— Иисус или Церковь — мне это все едино. Я не могу следовать за ним. Мне необходима свобода поступать как мне нравится.
— Никому не дано поступать как нравится.
— Морально.
— Нет, и морально тоже нет.
— Ты хочешь, — сказал Стивен, — чтобы я тоже был как эти доносчики и лицемеры в колледже. Никогда я таким не буду.

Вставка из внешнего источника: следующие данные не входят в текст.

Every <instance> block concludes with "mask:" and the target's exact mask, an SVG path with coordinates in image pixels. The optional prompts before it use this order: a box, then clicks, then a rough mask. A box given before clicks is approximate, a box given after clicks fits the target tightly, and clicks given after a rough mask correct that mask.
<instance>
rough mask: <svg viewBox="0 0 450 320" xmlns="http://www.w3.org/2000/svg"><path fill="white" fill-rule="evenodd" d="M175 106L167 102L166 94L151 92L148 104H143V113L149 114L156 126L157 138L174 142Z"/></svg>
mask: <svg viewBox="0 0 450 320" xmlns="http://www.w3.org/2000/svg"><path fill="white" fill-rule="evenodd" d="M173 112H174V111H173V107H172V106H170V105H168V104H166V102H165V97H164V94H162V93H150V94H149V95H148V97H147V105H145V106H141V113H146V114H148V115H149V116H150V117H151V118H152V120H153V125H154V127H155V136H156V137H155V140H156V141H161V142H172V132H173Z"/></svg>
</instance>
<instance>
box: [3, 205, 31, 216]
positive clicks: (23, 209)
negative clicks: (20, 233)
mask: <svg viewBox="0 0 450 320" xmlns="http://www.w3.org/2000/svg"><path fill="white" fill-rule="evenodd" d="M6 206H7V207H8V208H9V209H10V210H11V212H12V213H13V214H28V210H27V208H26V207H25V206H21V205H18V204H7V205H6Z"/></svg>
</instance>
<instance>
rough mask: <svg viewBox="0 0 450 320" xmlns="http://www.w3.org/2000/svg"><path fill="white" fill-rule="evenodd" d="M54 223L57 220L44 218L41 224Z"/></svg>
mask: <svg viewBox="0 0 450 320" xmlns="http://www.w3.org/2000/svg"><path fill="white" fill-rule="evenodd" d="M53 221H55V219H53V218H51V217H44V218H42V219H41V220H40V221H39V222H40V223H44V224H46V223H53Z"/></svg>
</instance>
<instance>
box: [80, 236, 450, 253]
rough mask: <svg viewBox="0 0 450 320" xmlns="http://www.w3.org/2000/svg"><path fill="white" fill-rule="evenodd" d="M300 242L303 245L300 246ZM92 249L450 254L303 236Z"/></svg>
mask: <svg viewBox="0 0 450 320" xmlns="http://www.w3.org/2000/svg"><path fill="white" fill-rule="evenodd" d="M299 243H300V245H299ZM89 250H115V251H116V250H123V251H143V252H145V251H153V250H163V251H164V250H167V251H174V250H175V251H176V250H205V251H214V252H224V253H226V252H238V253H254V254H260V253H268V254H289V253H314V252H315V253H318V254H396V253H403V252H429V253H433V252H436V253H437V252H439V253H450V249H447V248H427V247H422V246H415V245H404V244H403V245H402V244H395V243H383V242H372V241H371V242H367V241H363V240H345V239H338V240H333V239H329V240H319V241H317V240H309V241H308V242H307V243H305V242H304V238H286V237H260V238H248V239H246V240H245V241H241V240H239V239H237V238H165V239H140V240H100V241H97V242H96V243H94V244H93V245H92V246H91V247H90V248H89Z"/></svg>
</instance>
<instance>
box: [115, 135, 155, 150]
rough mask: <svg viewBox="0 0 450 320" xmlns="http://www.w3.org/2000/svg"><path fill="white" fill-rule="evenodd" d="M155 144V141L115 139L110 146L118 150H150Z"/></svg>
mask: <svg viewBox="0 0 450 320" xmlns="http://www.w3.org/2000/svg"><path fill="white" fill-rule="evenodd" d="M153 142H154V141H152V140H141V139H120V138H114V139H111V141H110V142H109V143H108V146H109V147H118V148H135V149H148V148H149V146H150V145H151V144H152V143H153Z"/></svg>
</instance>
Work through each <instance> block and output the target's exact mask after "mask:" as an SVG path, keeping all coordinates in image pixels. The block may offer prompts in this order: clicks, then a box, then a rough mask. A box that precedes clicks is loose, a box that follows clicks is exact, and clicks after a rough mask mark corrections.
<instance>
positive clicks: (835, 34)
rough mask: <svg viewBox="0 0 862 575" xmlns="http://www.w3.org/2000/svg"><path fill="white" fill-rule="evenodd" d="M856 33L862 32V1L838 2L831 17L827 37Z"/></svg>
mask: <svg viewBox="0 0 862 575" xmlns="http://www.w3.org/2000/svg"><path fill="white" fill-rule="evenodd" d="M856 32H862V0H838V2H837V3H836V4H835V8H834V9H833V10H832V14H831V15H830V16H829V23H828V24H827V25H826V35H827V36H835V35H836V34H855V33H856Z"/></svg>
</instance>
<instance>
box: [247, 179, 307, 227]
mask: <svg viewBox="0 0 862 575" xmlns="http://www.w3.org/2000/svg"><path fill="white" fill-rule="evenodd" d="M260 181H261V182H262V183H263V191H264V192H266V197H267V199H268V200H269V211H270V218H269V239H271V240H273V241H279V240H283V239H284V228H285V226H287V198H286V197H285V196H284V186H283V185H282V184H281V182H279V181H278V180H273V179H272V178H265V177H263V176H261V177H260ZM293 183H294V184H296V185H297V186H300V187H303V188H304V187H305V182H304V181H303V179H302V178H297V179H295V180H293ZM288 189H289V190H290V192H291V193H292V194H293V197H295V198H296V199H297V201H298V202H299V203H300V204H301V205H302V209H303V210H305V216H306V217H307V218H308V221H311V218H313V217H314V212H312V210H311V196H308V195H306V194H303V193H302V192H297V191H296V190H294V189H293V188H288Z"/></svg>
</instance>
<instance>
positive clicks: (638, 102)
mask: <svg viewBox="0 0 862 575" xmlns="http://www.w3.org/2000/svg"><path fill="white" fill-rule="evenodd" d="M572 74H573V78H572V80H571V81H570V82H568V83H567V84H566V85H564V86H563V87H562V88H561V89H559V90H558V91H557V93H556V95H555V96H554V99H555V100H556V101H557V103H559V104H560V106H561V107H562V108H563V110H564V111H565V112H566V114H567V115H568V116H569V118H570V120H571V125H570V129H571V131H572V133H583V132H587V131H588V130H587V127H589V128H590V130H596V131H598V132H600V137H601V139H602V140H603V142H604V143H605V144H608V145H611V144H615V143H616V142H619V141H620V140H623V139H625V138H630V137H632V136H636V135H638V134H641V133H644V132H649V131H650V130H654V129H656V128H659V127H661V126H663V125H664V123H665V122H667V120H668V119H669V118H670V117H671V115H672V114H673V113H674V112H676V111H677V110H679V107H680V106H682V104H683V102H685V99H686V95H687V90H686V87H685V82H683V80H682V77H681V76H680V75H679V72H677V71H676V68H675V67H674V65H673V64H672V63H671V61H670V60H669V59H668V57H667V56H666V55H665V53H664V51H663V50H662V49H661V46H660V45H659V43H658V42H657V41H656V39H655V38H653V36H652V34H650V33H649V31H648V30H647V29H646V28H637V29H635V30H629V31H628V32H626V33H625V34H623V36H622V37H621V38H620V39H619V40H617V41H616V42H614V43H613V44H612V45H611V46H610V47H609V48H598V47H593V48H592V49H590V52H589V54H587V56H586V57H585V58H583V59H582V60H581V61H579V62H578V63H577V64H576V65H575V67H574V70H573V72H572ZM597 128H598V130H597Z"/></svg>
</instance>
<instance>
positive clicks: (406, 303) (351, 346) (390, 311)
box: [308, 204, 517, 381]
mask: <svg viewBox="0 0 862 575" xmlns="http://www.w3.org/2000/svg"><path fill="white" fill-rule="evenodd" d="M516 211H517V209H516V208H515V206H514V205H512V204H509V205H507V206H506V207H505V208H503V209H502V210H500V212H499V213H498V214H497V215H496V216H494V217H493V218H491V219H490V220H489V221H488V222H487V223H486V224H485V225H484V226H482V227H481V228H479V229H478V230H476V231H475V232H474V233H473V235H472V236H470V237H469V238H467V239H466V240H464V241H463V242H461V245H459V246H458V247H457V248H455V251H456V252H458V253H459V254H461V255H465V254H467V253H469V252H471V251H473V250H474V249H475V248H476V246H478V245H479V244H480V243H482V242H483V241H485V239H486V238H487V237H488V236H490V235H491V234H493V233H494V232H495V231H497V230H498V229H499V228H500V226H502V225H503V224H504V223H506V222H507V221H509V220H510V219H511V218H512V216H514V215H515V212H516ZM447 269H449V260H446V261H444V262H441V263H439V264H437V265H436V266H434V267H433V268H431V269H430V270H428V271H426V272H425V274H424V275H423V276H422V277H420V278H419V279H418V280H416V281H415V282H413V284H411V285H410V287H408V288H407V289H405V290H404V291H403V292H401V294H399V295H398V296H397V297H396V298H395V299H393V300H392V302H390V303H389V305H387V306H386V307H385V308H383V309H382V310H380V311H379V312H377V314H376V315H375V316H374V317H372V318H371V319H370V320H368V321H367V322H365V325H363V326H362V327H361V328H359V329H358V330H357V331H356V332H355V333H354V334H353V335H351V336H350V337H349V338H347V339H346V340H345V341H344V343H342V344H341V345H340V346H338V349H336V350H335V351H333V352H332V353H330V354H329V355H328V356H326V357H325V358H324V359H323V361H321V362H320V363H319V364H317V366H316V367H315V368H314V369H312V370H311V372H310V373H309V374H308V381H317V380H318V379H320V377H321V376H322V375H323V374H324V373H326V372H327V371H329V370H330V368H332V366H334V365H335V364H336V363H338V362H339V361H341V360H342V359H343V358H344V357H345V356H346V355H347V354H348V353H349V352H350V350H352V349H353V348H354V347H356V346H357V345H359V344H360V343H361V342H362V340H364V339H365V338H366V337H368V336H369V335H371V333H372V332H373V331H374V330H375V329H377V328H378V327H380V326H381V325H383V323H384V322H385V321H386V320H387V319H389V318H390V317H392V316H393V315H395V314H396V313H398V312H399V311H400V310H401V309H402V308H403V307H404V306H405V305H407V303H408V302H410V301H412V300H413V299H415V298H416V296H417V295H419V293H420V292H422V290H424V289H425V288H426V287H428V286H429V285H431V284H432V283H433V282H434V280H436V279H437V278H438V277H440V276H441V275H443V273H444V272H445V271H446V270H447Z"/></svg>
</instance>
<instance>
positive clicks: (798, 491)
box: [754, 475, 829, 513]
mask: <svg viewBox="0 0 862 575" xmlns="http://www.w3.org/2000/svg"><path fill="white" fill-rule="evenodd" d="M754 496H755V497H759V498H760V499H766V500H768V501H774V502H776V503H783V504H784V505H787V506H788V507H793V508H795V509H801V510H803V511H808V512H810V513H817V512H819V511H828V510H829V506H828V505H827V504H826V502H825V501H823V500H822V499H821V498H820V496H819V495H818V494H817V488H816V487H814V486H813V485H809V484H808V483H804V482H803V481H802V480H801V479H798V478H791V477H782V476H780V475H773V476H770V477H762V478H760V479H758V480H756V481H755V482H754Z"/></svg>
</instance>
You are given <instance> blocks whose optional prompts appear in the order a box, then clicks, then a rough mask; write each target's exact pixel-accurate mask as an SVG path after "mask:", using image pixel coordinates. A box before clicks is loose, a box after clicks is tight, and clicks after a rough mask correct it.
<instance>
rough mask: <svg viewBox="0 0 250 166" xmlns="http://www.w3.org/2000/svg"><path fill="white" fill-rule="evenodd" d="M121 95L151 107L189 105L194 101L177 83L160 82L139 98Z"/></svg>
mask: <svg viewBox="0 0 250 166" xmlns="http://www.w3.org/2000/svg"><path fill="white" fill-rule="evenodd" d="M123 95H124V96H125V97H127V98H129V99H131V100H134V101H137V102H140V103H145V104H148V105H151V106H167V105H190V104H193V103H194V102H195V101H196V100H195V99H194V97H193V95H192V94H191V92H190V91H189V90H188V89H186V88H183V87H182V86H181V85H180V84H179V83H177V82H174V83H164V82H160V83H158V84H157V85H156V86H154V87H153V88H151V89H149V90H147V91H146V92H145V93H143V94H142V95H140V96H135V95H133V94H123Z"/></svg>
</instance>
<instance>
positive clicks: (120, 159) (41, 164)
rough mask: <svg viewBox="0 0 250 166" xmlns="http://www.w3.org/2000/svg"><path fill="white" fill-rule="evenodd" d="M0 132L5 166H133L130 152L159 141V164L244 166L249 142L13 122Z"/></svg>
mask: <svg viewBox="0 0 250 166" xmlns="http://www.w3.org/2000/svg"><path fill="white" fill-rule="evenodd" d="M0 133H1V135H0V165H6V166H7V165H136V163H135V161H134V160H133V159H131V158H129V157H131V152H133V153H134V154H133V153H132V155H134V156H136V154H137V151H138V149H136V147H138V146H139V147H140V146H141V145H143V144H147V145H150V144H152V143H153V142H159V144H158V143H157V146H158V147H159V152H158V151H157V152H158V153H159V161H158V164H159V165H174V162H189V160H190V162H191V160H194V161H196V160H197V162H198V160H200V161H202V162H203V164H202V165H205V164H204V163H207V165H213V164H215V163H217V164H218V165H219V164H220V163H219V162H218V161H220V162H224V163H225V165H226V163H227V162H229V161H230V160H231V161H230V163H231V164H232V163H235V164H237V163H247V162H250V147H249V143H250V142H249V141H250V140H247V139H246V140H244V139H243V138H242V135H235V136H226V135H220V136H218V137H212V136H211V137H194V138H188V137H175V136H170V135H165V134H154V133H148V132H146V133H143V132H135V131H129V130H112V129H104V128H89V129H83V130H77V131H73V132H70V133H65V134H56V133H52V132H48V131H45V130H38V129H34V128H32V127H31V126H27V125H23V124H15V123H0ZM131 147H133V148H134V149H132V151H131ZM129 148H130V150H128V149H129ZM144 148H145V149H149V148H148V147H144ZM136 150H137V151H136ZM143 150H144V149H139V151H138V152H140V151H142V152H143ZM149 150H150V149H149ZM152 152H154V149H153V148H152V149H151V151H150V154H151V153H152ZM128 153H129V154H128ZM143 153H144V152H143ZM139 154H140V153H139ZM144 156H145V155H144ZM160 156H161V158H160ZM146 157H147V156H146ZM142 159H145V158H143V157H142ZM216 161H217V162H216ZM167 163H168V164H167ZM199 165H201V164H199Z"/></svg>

— Нет. Я сказал про Иисуса.
— Не будем о нем. Я его превратил в имя нарицательное. В него не верят, его заповедям не следуют. Так или иначе, давай мы Иисуса оставим. В пределах моего зрения только его заместитель в Риме. Это пустое дело. Меня не запугают, чтобы я платил дань, безразлично, деньгами или мыслями.
— Ты мне сказал — помнишь вечер, когда мы стояли у балюстрады наверху и говорили про…
— Да помню, помню, — сказал Стивен, который терпеть не мог этот метод Крэнли «вспоминать прошедшее», — что я тебе говорил?
— Ты рассказал мне, какие мысли у тебя были про Иисуса в Страстную Пятницу, про безобразного скрюченного Иисуса. А тебе никогда в голову не приходило, что Иисус мог быть сознательным самозванцем?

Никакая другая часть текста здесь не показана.